SWE Musings: Logical Operators in NHibernate 3.x

Just so that this blog doesn't dry up, I (allow myself to cross-)post part of a text I wrote about NHibernate 3.x's handling of logical operators. If you want to tune it to the discussion, you might want to read the group http://groups.google.com/group/nhibernate-development.

1. Considerations about the where semantics for an SQL Linq provider

Before we change the behavior of logical operators in NhHib.Linq, we should have some agreement about the intended behavior, i.e., a specification. Otherwise, one might argue that there is no problem with them - especially with the || operator! Unfortunately (and interestingly), it appears to me the answer to this is not as simple as some might think. The following are some general thoughts - bear with me, I'll talk about the logical operators, and especially the || operator, in a moment (namely in sections 2. to 6.).

The apparently correct way to specify an SQL Linq provider's (or any Linq provider's) behavior is:

    (BEHAV-1) If you have a set of objects S and evaluate a query Q using an SQL Linq provider, the result should be the same as when using the standard in-memory Linq provider Linq2Objects.

Obviously, this specification fails for methods that cannot be transformed to the SQL Linq provider's underlying technology (think virtual object methods, for example). So a more practical definition is:

    (BEHAV-2) ...BEHAV-1..., if the SQL Linq provider accepts Q, i.e., does not throw some exception saying "I do not support this and that".

But it gets more tricky: What are the possible results of Linq2Objects when evaluating Q? Essentially
(a) it can return an IQueryable; or
(b) it can throw an exception.

(BEHAV-2) would require that the SQL Linq provider throws an exception when Linq2Objects throws an exception.
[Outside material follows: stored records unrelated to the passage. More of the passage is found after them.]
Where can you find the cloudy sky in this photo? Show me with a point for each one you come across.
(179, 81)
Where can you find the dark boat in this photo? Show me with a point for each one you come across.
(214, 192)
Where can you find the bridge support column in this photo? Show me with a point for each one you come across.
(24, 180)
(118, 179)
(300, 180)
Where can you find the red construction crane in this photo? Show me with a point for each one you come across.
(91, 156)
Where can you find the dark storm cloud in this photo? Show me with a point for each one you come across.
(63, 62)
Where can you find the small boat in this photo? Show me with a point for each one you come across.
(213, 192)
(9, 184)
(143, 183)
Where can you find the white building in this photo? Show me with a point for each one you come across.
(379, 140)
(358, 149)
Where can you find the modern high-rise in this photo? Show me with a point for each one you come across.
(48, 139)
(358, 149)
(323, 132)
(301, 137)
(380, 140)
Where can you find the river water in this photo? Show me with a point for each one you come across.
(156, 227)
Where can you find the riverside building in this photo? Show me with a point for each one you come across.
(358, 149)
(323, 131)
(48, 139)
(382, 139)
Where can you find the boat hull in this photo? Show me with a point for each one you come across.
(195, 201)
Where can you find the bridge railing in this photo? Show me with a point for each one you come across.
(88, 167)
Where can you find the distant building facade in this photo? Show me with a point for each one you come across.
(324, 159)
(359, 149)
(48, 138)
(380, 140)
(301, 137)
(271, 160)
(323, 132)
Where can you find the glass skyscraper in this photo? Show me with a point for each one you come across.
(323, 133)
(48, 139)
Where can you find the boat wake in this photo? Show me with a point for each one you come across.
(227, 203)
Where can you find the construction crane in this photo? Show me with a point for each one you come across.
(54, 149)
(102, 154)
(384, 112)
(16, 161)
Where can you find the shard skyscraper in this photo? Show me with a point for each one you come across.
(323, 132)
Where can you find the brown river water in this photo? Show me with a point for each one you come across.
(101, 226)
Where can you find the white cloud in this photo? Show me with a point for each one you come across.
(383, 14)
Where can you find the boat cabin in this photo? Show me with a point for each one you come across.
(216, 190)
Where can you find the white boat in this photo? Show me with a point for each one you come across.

Here is an example (I suggest that the reader sketches this and the following class/association structures on a sheet of paper):

    Class CA has a nullable reference called B to class CB; and an int property P.
    Class CB likewise has a nullable reference called C to class CC.
    Class CC has an int property Q.
    In the database, we have a CA object na that references a CB where C is null (i.e. the CB does not reference a CC object).

    We ask

        from a in CA
        where a.B.C.Q > 25
        select a.P;

    Linq2Objects will throw a NullReferenceException when it evaluates a.B.C.Q for a = na.
    How could an SQL Linq provider mimic this exceptional behavior? I think we agree this is not simple:

Either we evaluate a.B.C.Q in-memory to force the NRE - which would of course uselessly load CB objects.
Or we create some code in the SQL statement that somehow throws an SqlException ... which would at least mystify the database's planner, I'd say.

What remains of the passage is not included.